Ants and termites use pheromones and/or other chemical signals, which they produce and use instinctively.  Humans use stories and songs.  But it’s all just spontaneously self-organizing behavior, with little to no deep thought above or behind the scenes, however people like to delude themselves about their puissance and their importance.

Oh, well.  Let them delude themselves and grope through their shallow pseudo-mysteries.  The universe will deliver whatever it delivers to them, and their most fervent beliefs will not change anything in and of themselves.  And most people will probably never even realize that they were shown to be misguided and even deluded.  They will go to their graves proclaiming desperately that they are not in fact even dying.

As I’m fond of saying, whataya gonna do?  I hope though that, for today at least, you’re gonna have a good day.  As for me, well, I’m sure you can believe that no day that someone spends with me is likely to be a very good day, not anymore anyway, and unfortunately, I have to spend every day with me.  So, at least spare me a little sympathy.


*In that I had a horrible day because I was in pain, not that pain had a horrible day.  I don’t know whether some personification of pain would have had a good day or a bad one.  I might imagine that the personification of pain would dislike chronic pain because it’s not useful.  It’s not helping to protect against any injuries; the injuries are already done.  It has become, instead of a protective process, an erosive one, something that worsens the status of its bearer.

5 thoughts on ““For he will lose the best part of the strength that was native to him in his beginning”

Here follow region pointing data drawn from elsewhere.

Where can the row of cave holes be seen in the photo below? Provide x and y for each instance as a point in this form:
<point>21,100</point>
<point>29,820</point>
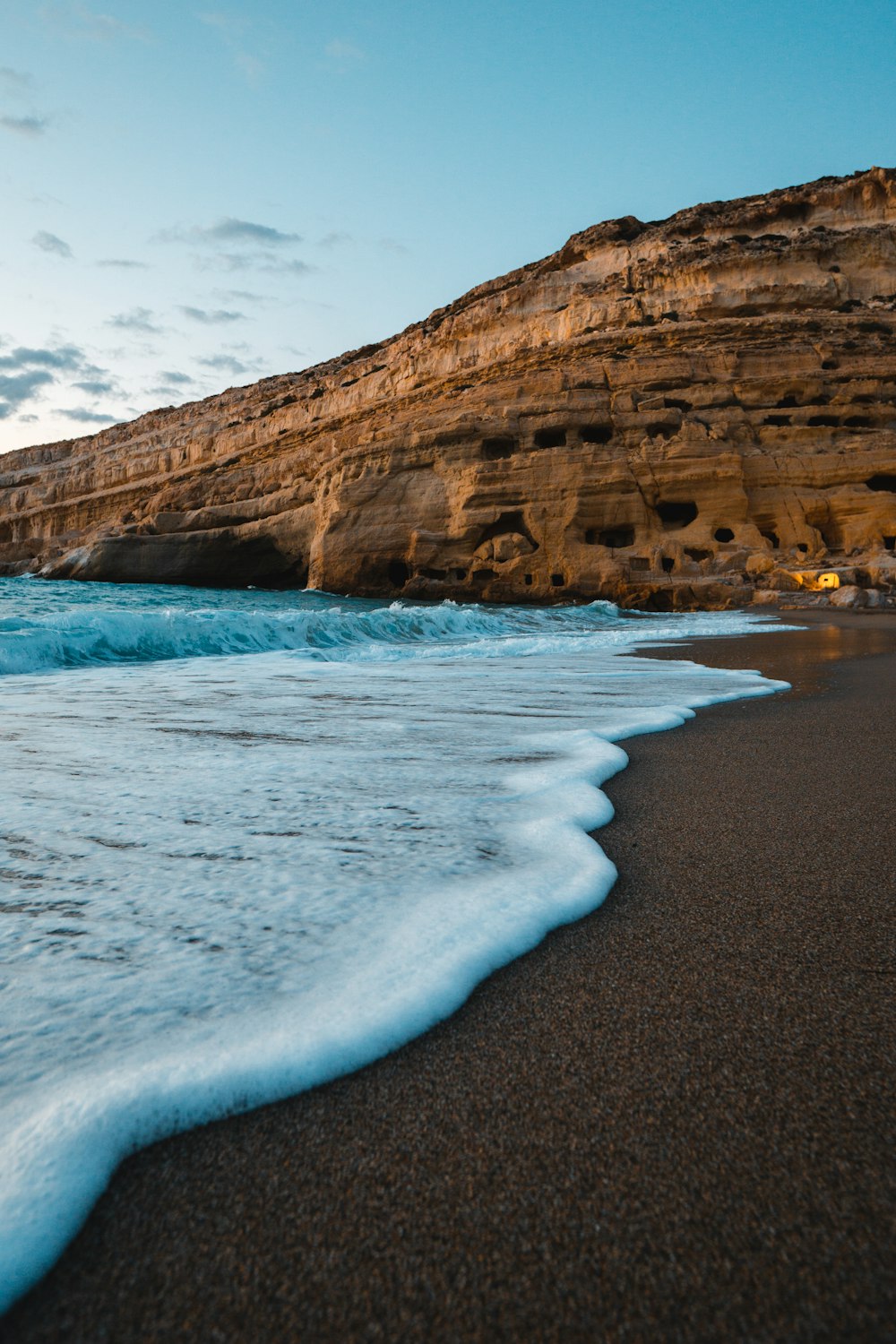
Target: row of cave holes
<point>398,574</point>
<point>503,446</point>
<point>672,513</point>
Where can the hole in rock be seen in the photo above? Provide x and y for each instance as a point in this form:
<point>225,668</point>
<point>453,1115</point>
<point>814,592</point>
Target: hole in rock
<point>677,513</point>
<point>595,433</point>
<point>493,449</point>
<point>506,523</point>
<point>610,537</point>
<point>552,437</point>
<point>398,573</point>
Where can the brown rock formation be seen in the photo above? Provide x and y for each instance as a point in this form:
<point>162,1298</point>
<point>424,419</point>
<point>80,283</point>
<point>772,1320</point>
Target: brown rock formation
<point>673,413</point>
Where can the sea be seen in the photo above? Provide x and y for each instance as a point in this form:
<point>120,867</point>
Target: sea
<point>253,840</point>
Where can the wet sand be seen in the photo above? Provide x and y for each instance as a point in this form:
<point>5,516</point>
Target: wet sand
<point>670,1121</point>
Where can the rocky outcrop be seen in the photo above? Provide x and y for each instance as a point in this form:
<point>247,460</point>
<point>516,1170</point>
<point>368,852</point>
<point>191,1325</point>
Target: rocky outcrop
<point>668,414</point>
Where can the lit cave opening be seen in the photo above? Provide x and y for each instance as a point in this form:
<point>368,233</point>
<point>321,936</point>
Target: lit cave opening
<point>677,513</point>
<point>552,437</point>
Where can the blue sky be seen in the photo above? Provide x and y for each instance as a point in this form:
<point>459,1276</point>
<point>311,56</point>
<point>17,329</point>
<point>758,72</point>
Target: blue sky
<point>198,195</point>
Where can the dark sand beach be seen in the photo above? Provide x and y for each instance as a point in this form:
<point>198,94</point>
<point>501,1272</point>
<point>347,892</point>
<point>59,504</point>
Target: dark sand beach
<point>670,1121</point>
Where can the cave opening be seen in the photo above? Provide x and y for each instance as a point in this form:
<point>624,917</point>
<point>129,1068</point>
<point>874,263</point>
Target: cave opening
<point>611,537</point>
<point>511,521</point>
<point>495,449</point>
<point>398,573</point>
<point>677,513</point>
<point>551,437</point>
<point>595,433</point>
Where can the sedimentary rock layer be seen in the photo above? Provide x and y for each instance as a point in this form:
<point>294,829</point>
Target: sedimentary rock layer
<point>662,413</point>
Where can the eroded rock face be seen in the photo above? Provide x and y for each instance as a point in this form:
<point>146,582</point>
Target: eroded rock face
<point>665,414</point>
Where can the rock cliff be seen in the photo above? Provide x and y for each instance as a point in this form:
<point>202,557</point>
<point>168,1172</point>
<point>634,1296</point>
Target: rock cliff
<point>667,414</point>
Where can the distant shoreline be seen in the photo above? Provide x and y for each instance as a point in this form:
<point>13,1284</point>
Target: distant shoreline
<point>672,1120</point>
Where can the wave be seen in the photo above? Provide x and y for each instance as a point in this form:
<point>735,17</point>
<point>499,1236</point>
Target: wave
<point>90,636</point>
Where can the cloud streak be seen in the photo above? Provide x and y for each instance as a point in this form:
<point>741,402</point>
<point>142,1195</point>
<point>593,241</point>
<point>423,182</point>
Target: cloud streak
<point>29,126</point>
<point>77,21</point>
<point>29,373</point>
<point>230,230</point>
<point>212,316</point>
<point>51,244</point>
<point>134,320</point>
<point>123,263</point>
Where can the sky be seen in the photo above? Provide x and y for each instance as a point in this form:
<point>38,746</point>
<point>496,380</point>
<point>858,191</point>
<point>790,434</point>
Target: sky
<point>199,195</point>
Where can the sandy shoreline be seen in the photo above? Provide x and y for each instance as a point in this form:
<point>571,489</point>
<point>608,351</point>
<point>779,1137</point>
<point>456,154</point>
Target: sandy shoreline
<point>673,1120</point>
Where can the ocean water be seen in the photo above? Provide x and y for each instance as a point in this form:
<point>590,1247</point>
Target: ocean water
<point>253,840</point>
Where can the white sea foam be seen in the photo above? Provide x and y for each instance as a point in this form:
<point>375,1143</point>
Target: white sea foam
<point>228,878</point>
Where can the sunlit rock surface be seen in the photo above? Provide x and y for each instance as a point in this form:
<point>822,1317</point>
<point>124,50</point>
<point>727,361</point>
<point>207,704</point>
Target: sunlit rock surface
<point>668,414</point>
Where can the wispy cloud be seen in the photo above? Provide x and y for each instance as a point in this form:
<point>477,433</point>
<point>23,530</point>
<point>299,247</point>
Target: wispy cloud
<point>225,363</point>
<point>212,316</point>
<point>30,126</point>
<point>239,245</point>
<point>136,320</point>
<point>85,417</point>
<point>77,21</point>
<point>53,244</point>
<point>228,230</point>
<point>21,387</point>
<point>13,81</point>
<point>335,239</point>
<point>124,263</point>
<point>233,31</point>
<point>45,357</point>
<point>27,373</point>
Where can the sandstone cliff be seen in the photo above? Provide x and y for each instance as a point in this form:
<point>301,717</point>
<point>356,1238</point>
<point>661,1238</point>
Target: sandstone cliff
<point>670,413</point>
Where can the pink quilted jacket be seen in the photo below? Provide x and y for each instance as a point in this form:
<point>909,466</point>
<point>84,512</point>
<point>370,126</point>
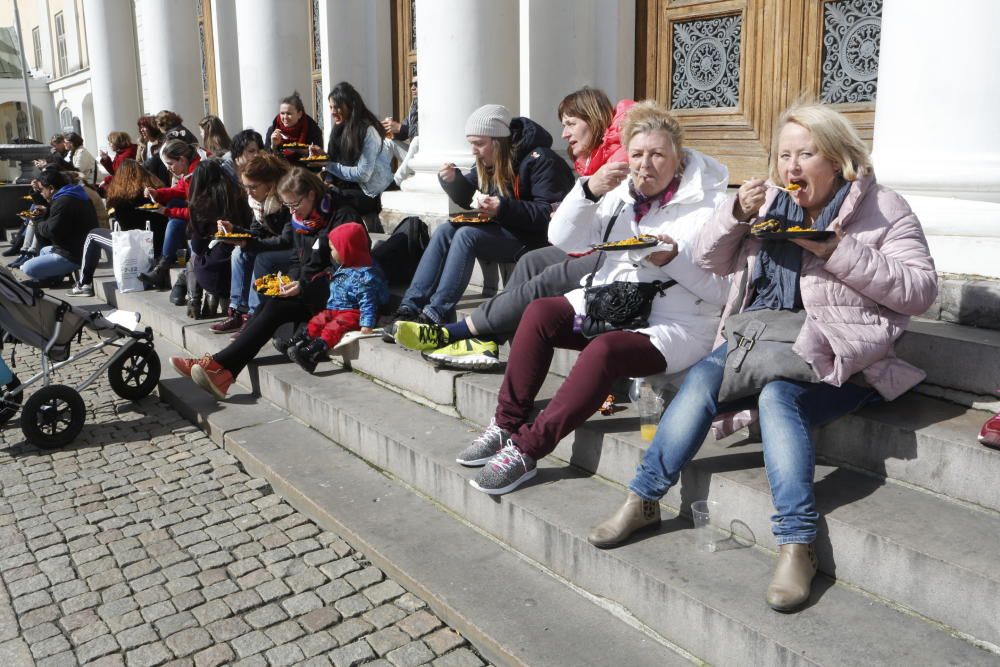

  1. Hi Rob. It’s me your brother. I read your blogs frequently but understand very little of them. Just remember okay you’re talking to someone with the mentality of Forrest Gump. Haha! I hope that you’re doing well. Or at least feeling a little better. Please take care of yourself.

    • Well, Forrest Gump is one of the most admirable characters in all of fiction, so a person could do a lot worse. I DON’T think you’re in any way at a disadvantage. And don’t worry about understanding me. I think a lot of people find what I write weird and obscure…sometimes I do, myself.